OpenSearch offers open-source alternatives:
- Security plugin -- Role-based access control, encryption, audit logging
- Alerting plugin -- Configurable alerts based on data conditions
- Anomaly Detection -- Machine learning-powered anomaly detection
- SQL plugin -- Query data using SQL syntax
- Index Management -- Automated index lifecycle policies
Compatibility
Elasticsearch: Newer releases may introduce breaking API changes. Open-source builds ceased at version 7.10.
OpenSearch: Forked from Elasticsearch 7.10.2, OpenSearch maintains API compatibility for the time being, though divergence is expected over time as both projects evolve independently.
Community & Support
Elasticsearch is backed by Elastic NV with official commercial support and training. Community contributions flow through a more controlled process.
OpenSearch is community-driven with AWS leadership. The project is fully open to external contributions, and governance is more transparent.
Performance & Scalability
Both engines are built for high-throughput, distributed workloads. Since OpenSearch forked from Elasticsearch 7.10.2, initial benchmarks show similar performance characteristics. Future optimizations may cause the two to diverge.
Security
Elasticsearch provides advanced security features through X-Pack, which requires a commercial license for full functionality.
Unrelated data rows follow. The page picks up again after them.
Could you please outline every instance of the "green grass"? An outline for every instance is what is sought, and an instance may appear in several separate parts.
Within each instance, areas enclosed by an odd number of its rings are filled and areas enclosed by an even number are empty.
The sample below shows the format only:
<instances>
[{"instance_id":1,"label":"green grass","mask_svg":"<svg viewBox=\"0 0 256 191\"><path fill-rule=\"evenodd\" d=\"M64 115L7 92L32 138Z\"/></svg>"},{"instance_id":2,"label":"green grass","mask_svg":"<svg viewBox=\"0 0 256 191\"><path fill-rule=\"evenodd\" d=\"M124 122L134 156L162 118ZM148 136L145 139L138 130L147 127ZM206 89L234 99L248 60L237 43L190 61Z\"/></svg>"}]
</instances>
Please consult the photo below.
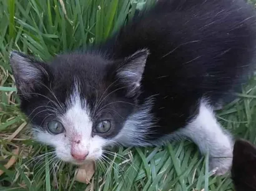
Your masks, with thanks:
<instances>
[{"instance_id":1,"label":"green grass","mask_svg":"<svg viewBox=\"0 0 256 191\"><path fill-rule=\"evenodd\" d=\"M18 50L48 60L101 42L130 19L136 7L149 7L154 1L67 0L61 6L60 0L0 0L0 170L4 172L0 190L233 190L230 175L213 176L208 172L208 157L200 156L187 141L117 148L109 161L97 165L91 184L86 185L75 181L74 166L56 161L49 148L31 139L19 110L9 52ZM235 136L255 142L256 78L241 88L242 93L218 112L218 118ZM17 161L6 169L4 165L16 148Z\"/></svg>"}]
</instances>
OpenSearch includes a built-in security plugin under the Apache 2.0 license, offering TLS encryption, authentication, role-based access control, and audit logging at no additional cost.
Visualization Tools
Kibana (Elasticsearch)
Kibana provides dashboards, visualizations, and data exploration tools. From version 7.11 onward, it is distributed under the Elastic License / SSPL.
OpenSearch Dashboards
OpenSearch Dashboards is forked from Kibana 7.10.2 and is fully Apache 2.0 licensed. It provides a similar visualization experience with an open-source guarantee.
Use Cases
- Choose Elasticsearch when the team needs specific commercial features from the Elastic Stack, prefers Elastic's managed cloud offering, or requires advanced ML capabilities built into the platform.
- Choose OpenSearch when open-source licensing is a hard requirement, when running on AWS and wanting native integration, or when avoiding vendor lock-in is a priority.
Pros & Cons Summary
Elasticsearch Pros
- Mature ecosystem with extensive documentation
- Advanced ML and security features via X-Pack
- Strong commercial support from Elastic NV
Elasticsearch Cons
- Restrictive licensing from version 7.11 onward
- Commercial features require paid subscriptions
- Managed service restrictions under SSPL
OpenSearch Pros
- Truly open-source under Apache 2.0
- Built-in security and alerting at no cost
- Active community with AWS backing
- No licensing restrictions for managed services
OpenSearch Cons
- Smaller ecosystem compared to Elastic Stack
- May lag behind Elasticsearch in some advanced features
- Long-term API divergence from Elasticsearch
Final Thoughts
Both OpenSearch and Elasticsearch excel at search and analytics workloads. OpenSearch guarantees open-source freedom and includes security features at no cost, while Elasticsearch provides a deeper set of commercial features under more restrictive licensing. We recommend choosing based on the project's specific feature requirements, licensing constraints, and support needs.